In April arguments before the justices, Coke’s counsel, Kathleen Sullivan of Quinn Emanuel Urquhart & Sullivan, argued that the two federal laws—the FDCA and the Lanham Act—were in conflict and the food law should prevail.
“Just to be clear, what Congress wanted was national uniformity so that a manufacturer could print one label and sell in the 50 states and not have its juice legal when you leave on the flight in California and illegal when you land in D.C.,” she argued.
But POM’s counsel, Seth Waxman of Wilmer Cutler Pickering Hale and Dorr, insisted there was no conflict. “Here, Congress has never precluded or conditioned enforcement of the Lanham Act in food-labeling cases. And it is entirely possible—in fact, entirely easy—for Coke to comply with both statutory obligations,” Waxman said.
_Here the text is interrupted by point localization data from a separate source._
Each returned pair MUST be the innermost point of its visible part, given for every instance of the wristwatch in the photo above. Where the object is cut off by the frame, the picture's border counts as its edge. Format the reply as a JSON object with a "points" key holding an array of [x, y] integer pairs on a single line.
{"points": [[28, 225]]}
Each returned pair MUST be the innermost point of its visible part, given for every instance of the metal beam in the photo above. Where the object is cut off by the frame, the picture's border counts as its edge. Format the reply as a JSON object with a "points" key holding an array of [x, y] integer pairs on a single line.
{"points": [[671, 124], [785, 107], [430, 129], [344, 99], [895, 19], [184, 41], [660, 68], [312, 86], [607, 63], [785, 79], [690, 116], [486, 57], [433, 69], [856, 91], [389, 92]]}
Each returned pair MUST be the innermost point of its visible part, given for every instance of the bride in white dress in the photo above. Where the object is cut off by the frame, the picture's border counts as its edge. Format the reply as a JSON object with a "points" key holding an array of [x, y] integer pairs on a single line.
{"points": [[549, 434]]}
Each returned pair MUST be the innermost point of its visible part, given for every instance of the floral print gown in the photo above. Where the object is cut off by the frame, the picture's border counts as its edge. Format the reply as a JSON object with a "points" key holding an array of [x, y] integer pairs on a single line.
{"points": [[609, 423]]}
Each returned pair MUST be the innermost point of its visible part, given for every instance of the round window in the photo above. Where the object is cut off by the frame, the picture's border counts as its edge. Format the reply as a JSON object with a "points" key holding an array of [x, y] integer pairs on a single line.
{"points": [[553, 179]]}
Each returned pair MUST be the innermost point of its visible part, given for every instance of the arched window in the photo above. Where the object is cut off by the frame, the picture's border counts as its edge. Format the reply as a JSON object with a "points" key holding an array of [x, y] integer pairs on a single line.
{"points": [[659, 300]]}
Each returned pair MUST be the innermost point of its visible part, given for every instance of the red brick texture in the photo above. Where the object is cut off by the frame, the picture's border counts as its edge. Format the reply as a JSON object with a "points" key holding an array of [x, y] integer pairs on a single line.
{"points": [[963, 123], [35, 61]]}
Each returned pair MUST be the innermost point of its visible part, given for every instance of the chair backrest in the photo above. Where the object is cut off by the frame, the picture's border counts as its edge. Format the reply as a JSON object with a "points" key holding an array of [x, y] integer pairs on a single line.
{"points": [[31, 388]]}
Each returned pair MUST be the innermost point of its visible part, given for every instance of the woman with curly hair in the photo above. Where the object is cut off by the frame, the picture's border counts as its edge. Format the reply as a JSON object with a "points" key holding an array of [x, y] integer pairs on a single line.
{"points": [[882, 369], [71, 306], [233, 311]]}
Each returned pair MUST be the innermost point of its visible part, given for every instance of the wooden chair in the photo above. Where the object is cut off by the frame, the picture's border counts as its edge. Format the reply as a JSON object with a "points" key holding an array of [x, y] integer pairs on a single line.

Justice Anthony Kennedy, writing for an 8-0 court (Justice Stephen Breyer did not participate), rejected all of Coke’s arguments as well as the Obama administration’s argument that a Lanham Act claim was precluded to the extent the FDCA or FDA regulations specifically require or authorize the challenged aspects of the label.
“The Lanham Act and the FDCA complement each other in major respects, for each has its own scope and purpose,” Kennedy wrote. “Although both statutes touch on food and beverage labeling, the Lanham Act protects commercial interests against unfair competition, while the FDCA protects public health and safety.”
Kennedy said nothing in the text, history or structure of the FDCA or the Lanham Act showed that Congress intended to forbid Lanham Act suits. In fact, he said, the two laws have coexisted for 70 years and Congress never acted to bar Lanham Act suits in this context.
He also rejected the government’s “middle ground” argument that Lanham Act suits are barred when the FDCA or FDA regulations specifically authorize the challenged aspects of a label. The government, he said, wrongly assumed that those FDA regulations are a ceiling.
That part of the decision is the most important, said Harold Weinberger, head of the advertising group at Kramer Levin Naftalis & Frankel. “Just because the FDA says you can do it doesn’t mean a competitor can’t come in and show it’s misleading.”
David Ter Molen, a partner in the food industry team at Chicago’s Freeborn & Peters, agreed. “Before, food companies effectively had a safe harbor. But the ruling said FDA regulations are not a ceiling, but effectively a floor. Now there is a risk a Lanham Act claim could be brought against that type of label. The risk is something greater than zero. What that number is going to be depends on what the product is.”
The justices did not specifically address what happens when such claims are brought by consumers in state-law consumer fraud class actions, which “are proliferating like rabbits,” Weinberger said.
Manatt Phelps’ Goldstein said, “Class action litigation has been heavily targeted at the food and beverage industry. By the court leaving that issue open, the industry hasn’t achieved the stopgap to the proliferation of class actions had there been a broad favorable ruling in favor of Coke.”
POM now has the opportunity to prove that Coke’s label is misleading.